I am facing a very weird issue here. So, I am trying to train a pretrained resnext model for some specific task. I removed the last few layers from resnext and feeding my images to it. So let’s say, output size from my truncated resnext is (batch size,1024,14,14). I am printing output[0][0][13]. This output changes with batch size per gpu. I am feeding exactly the same images.
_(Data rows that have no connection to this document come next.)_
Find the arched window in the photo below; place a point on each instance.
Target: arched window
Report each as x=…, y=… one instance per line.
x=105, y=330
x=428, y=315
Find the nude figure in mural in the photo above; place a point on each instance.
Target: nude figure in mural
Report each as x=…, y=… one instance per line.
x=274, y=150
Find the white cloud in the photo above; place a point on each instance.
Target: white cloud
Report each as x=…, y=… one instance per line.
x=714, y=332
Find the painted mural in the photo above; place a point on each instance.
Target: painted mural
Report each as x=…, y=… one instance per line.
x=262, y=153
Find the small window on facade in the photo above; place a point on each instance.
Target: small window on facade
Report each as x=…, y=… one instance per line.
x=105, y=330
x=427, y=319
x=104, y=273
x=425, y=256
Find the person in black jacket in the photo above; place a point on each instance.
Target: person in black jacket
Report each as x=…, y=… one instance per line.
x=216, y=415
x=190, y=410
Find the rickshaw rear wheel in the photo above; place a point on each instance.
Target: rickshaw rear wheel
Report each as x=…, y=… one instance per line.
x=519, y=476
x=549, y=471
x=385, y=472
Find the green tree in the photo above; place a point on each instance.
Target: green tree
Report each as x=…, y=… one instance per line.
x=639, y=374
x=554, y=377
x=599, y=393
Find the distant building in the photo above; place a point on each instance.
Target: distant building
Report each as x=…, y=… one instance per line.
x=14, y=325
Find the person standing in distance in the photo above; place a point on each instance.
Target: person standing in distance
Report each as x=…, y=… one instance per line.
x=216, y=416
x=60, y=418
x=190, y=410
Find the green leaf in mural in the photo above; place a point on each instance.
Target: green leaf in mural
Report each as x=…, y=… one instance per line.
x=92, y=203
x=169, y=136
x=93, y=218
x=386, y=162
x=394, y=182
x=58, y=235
Batch Size 1:(Using one GPU)
Output:tensor([0.0000, 0.0000, 0.0931, 0.0179, 0.0000, 0.0000, 0.0000, 0.0000, 0.0000,
0.0000, 0.0000, 0.0000, 0.0000, 0.0000]
Batch Size 2: (Using one GPU)
Output: tensor([0.0000, 0.0000, 0.2732, 0.0000, 0.0000, 0.0000, 0.0000, 0.0000, 0.0000,
0.0000, 0.0000, 0.0000, 0.0000, 0.0000]
Batch Size 2:(Using two GPUs)
Output:tensor([0.0000, 0.0000, 0.0931, 0.0179, 0.0000, 0.0000, 0.0000, 0.0000, 0.0000,
0.0000, 0.0000, 0.0000, 0.0000, 0.0000],
So, the result changes with number of images per gpu. Is there any explanation for this? This is just first iteration. I did not update any weights or anything.